Mesothelial cells have been shown to undergo mesothelial–mesenchymal transition (MMT) and acquire migratory and invasive properties [40]. Analysis of murine Zeb1 expression, a marker of EMT [41], revealed increased expression of Zeb1 when GFP-MCs were plated on fibroblasts. Interestingly, plating the GFP-MCs on fibroblasts and endothelial cells did not show a concomitant increase in Zeb1 expression as observed when GFP-MCs were cultured on the fibroblasts alone, suggesting that longer-term exposure to endothelial cells may ultimately suppress Zeb1 expression in the GFP-MCs.

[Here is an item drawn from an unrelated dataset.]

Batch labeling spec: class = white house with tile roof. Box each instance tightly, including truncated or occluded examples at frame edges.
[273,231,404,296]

Consistent with the acquisition of a migratory behavior, analysis of cell shape revealed that GFP-MCs plated on fibroblasts or fibroblasts together with endothelial cells, underwent a shape change, increasing cell area and perimeter and reducing circularity. This more elongated morphology allows for the formation of leading edges and trailing tails, facilitating directional migration [42]. Our findings suggest that contact of the GFP-MCs with fibroblasts appears to prime this increased migratory behavior, potentially through MMT. Whilst cell–cell contact could drive this process, the ability of conditioned media from the fibroblasts and endothelial cells to stimulate GFP-MC migration directly suggested that a soluble secreted factor/cytokine, possibly from the fibroblasts, was responsible for driving the migratory behavior in the GFP-MCs. Our current research is aimed at trying to identify the potential soluble factors that can influence GFP-MC migration and potentially MMT.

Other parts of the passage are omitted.